Em Julho de 2013, mais precisamente no dia 18, o Ministério da Fazendo publicou uma portaria que elucidava algumas questões sobre concursos culturais em Rede Sociais, prática que era comum para ganhar fã rapidamente, oferecendo algum tipo de prêmio.Essa portaria praticamente eliminou a possibilidade de se fazer um concurso cultural através de uma rede social. Se quiser dar uma lida no texto original clique nesse link: https://www.fazenda.gov.br/institucional/legislacao/2013/portaria-no.-422-de-18-de-julho-de-2013.

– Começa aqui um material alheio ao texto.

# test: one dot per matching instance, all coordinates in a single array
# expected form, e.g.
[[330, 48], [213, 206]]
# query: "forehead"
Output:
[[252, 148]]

Depositphotos.com/belchonock A nova portaria do Ministério da Fazenda praticamente elimina a possibilidade de realizar concursos e sorteios nas redes.

Resumidamente, as regras são as seguintes:

Como já acontecia antes, qualquer promoção que envolva a sorte deve ser registrada na Caixa Econômica Federal. Deve-se pagar uma taxa dependendo do valor do prêmio, ela vai de R$27 a mais de R$ 66mil (na data da publicaçãoo deste post). Existem alguns produtos que não podem ser oferecidos como prêmio, são eles: medicamentos,armas e munições, explosivos, fogos de artifício ou estampido, bebidas alcoólicas, fumos e seus derivados ou qualquer outro produto que venha a ser relacionado pelo Ministério da Fazenda. O registro leva mais ou menos 30 dias para ficar pronto.

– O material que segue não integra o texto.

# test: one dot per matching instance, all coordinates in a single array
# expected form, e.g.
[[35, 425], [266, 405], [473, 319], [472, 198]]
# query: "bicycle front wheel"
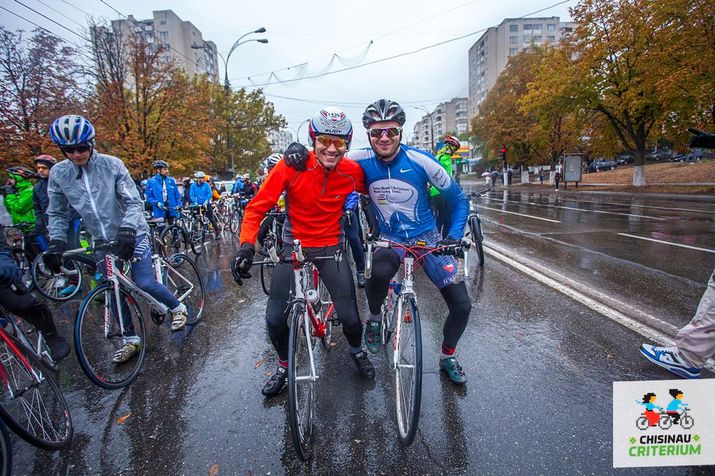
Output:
[[182, 278], [407, 369], [98, 336], [301, 382], [31, 403], [5, 451], [58, 287]]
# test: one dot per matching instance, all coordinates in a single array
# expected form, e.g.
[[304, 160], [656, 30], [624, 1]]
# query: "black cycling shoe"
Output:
[[276, 383], [59, 347], [365, 368]]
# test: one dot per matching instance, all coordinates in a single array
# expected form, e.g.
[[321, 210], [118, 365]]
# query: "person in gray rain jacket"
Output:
[[100, 188]]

No caso dos famosos concursos culturais, que não precisam de registro, as regras ficaram mais claras:

  • As empresas não podem mais utilizar seus nome na mecânica, chamada ou nome da promoção. Nada de “Concurso Cultural Nome da Empresa”, e nem mesmo as famosas perguntas “Por que a Marca Y é a melhor?”
  • O prêmio do concurso não pode ser um produto da marca que o realiza. Também não é permitida obrigatoriedade de uso ou de contato com produto para participar.
  • Pagar direta ou indiretamente pela participação, como no caso de “compre 4 unidades do produto tal, envie as embalagens e participe”.
  • Cadastros também não podem mais ser feitos. Inclusive não pode mais exigir que o participante receba material publicitário da marca, ou seja, adeus lista de e-mails criada com promoção.
  • Vincular a campanha a datas comemorativas descaracteriza o concurso, então nada de criar aquele maravilhoso concurso de frases no dia do amigo.
  • E a regra que mais complica os concursos no Facebook é a de que nenhum concurso pode ser organizado dentro de uma rede social, somente pode ser divulgado. Qualquer plataforma externa pode ser utilizada, desde que não seja uma rede social, nem vá contra qualquer uma das regras anteriores.
  • No caso de descumprimento dessas regras as empresas podem ter que pagar multas no valor da premiação e até ficar 2 anos sem realizar qualquer outra promoção, em todos os canais.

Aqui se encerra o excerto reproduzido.